C.La Chambre des recours civile fait sien dans son entier l'état
de fait du jugement, complété par les pièces du dossier, dont il ressort
notamment ce qui suit :
-
3 -
1.D., né le [...] 1971, et K., née C.________ le [...]
1969, se sont mariés le [...] 2000 à Pully.
Deux enfants sont issues de cette union : E., née le [...]
2001, et Q., née le [...] 2003.
2.K.________ et D.________ se sont séparées durant l'été 2010. La
séparation est très conflictuelle, les parties se disputant en particulier la
garde des enfants. Plusieurs décisions judiciaires ont été rendues dans le
cadre des mesures protectrices de l'union conjugale, puis, depuis
l'ouverture par D.________ d'une action en divorce le 2 octobre 2012, dans
le cadre des mesures provisionnelles.
a) Dans un premier temps, les parties sont convenues par
convention du 29 août 2010 ratifiée par le Président du Tribunal civil de
l'arrondissement de Lausanne, de confier la garde des enfants à la mère,
le père jouissant d'un libre et large droit de visite, usuel à défaut
d'entente.
A la suite d'une tentative de suicide commise par la mère en
septembre 2011, D.________ a réclamé le droit de garde sur ses enfants,
qui lui a été accordé par la Président du Tribunal civil de l'arrondissement
de Lausanne, par prononcé de mesures superprovisionnelles du 26
septembre 2011, confirmé par ordonnance de mesures protectrices de
l'union conjugale du 19 décembre 2011. La situation a été signalée au
Service de protection de la jeunesse (SPJ) avec l'accord des deux parents.

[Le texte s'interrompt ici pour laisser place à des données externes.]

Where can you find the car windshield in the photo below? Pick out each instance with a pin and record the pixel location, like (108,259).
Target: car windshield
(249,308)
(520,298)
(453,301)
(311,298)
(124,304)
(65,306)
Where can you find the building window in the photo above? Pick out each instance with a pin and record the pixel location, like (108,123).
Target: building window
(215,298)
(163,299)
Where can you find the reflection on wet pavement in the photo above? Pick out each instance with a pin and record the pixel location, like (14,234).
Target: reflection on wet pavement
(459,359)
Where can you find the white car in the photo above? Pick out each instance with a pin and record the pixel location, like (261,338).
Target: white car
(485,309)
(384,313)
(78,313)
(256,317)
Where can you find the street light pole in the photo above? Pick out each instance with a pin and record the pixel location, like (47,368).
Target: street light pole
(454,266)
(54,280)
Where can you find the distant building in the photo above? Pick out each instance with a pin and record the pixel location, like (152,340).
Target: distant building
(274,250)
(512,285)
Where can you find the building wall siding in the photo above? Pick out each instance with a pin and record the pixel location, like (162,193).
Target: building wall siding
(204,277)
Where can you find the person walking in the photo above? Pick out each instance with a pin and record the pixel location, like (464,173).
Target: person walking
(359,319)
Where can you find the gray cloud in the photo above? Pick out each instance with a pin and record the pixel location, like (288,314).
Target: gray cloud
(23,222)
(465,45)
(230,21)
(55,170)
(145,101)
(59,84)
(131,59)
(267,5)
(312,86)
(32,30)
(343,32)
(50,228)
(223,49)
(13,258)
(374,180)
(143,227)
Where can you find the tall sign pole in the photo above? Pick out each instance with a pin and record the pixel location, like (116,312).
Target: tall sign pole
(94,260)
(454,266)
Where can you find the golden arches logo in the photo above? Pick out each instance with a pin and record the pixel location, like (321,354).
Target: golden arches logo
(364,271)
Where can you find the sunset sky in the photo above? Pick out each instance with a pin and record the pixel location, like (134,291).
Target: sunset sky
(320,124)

Le droit de visite de la mère a été dans un premier temps
limité, les visites ayant lieu en présence d'un tiers, puis par l'intermédiaire
du Point Rencontre, mesure à laquelle il a été renoncé par convention
signée par les parties lors d'une audience du 20 juillet 2012, ratifiée par le
Président pour valoir ordonnance de mesures protectrices de l'union
conjugale. Lors d'une audience de mesures provisionnelles du 14
décembre 2012, les parties sont convenues que la mère jouirait d'un libre
-
4 -
et large droit sur ses filles à exercer d'entente avec le père, ou, à défaut
d'entente, à raison d'un week-end sur deux.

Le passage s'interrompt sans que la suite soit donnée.